Examples 2 to 4 Production of propene / but-1-ene copolymers in continuous Gas phase process

10 g / h g of the metallocene carrier catalyst prepared in Example 1 sators were metered into a 200 l gas phase reactor. Propene and But-1-enes were fed in and at 24 bar reactor pressure and 60 ° C. Po copolymerization temperature, 30 mmol per hour Triisobutylaluminium were added (1 molar solution in Heptane). The polymerization was carried out over a period of Operated continuously for 48 hours. The reactor output was 20 kg / h. A copolymer grit was formed.

About the amount of propene and but-1-ene used and the egg The properties of the copolymers formed are as follows Table information.

d _avg means the average particle diameter of the polymer _powder .
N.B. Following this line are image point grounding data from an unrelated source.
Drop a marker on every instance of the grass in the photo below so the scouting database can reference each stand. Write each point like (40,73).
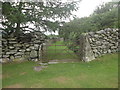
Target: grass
(101,73)
(59,52)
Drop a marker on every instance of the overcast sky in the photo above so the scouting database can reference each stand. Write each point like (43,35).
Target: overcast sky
(86,7)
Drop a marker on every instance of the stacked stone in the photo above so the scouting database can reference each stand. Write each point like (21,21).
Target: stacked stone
(103,41)
(12,49)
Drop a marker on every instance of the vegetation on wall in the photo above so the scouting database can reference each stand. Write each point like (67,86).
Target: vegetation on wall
(105,16)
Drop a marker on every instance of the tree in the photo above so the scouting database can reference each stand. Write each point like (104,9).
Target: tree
(105,16)
(43,15)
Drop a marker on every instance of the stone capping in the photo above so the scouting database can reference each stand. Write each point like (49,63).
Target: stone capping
(96,44)
(12,49)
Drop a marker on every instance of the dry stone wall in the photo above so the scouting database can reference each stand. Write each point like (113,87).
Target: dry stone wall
(96,44)
(12,49)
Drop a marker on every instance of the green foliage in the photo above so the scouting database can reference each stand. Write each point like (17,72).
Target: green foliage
(105,16)
(43,15)
(102,73)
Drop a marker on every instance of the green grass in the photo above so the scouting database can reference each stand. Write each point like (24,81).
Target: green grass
(59,52)
(101,73)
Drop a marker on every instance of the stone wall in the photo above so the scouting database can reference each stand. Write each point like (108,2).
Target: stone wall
(96,44)
(12,49)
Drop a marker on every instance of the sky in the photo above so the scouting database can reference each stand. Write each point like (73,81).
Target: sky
(86,7)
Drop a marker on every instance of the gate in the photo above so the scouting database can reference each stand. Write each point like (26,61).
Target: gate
(58,50)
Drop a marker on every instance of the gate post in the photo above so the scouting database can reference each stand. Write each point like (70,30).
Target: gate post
(86,53)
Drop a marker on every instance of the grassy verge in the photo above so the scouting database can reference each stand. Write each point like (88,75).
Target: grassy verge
(102,73)
(59,51)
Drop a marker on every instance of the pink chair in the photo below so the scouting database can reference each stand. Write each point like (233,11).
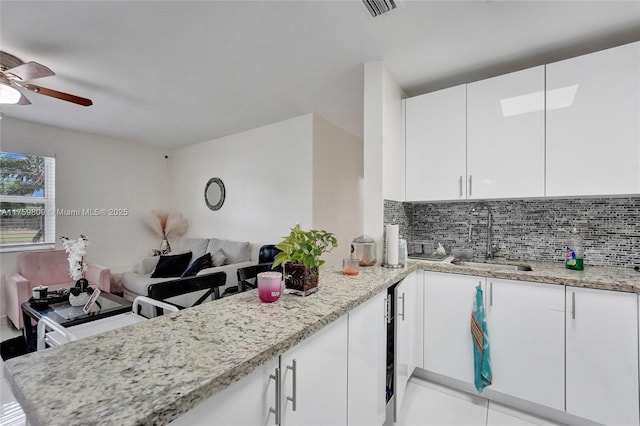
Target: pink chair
(49,268)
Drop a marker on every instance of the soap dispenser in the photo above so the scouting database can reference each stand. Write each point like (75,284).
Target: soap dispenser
(574,252)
The Staudinger index [η] was determined at 135 ° C in decalin, the melting point T _m by means of DSC (differential scanning calorimetry), the amount of C₄ in the copolymer by IR and 13 C NMR measurements, M _w (weight average) and M _n (number average) by GPC (gel permeation chromatography).
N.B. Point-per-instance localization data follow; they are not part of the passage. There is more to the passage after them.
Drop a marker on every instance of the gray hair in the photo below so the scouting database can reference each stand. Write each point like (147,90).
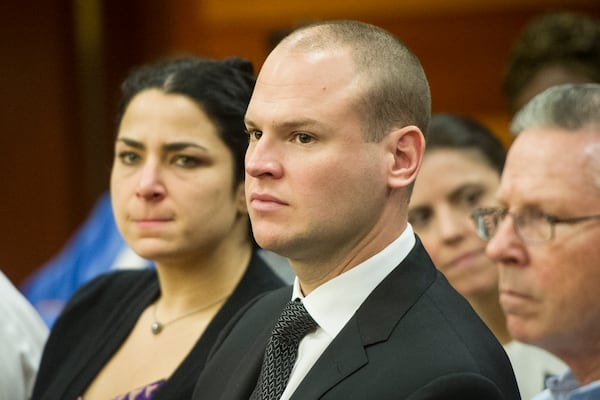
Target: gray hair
(571,107)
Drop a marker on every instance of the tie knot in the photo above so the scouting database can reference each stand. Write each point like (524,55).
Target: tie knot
(294,322)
The xylene-soluble fractions X _L were determined as follows:
500 ml of distilled xylene (mixture of isomers) were introduced into a 1 liter three-necked flask equipped with a stirrer, reflux condenser and thermometer and heated to 100.degree. The polymer was introduced at this temperature, then heated to the boiling point of the xylene and kept at reflux for 60 min. The heat supply was then cut off, cooled to 5 ° C. in the course of 20 min with a cooling bath and then heated again to 20 ° C. This temperature was held for 30 min. The precipitated polymer was filtered off and exactly 100 ml of the filtrate was filled into a previously tared 250 ml single-necked flask. The solvent was removed from this on a rotary evaporator. The remaining residue was then dried in a vacuum drying cabinet at 80 ° C./200 Torr for 2 h. After cooling, it was weighed out.
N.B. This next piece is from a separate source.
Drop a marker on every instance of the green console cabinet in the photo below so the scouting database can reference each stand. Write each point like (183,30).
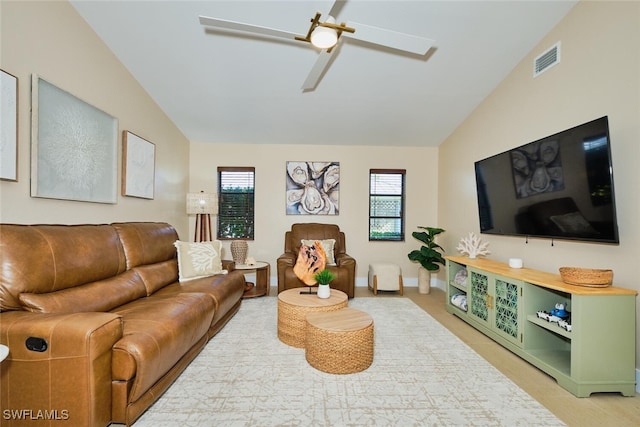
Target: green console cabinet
(594,353)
The xylene-soluble portion results from

X _L = xylene-soluble fraction in%
g = found quantity
G = product weight
V = volume of the amount of filtrate used

Claims (5)

1. propene / but-1-ene copolymers with at least 80 mol% propene units, a melting point T _m less than 145 ° C. and a molecular weight distribution M _w / M _n less than 2.5. 2. propene / but-1-ene copolymers according to claim 1 with a solubility in xylene X _L (20 ° C) of X _L [94117 _* exp (-0.0793 _* T _m ) - 0.0245] wt. -%. 3. propene / but-1-ene copolymers according to claims 1 to 2, with a solubility in xylene X _L (20 ° C) of X _L [542400 _* exp (-0.1 _* T _m ) + 0.5 ]% By weight. 4. Use of the propene / but-1-ene copolymers according to the claims Chen 1 to 3 for the production of films or moldings. 5. Films and moldings, obtainable from the copolymers according to claims 1 to 3 as an essential component.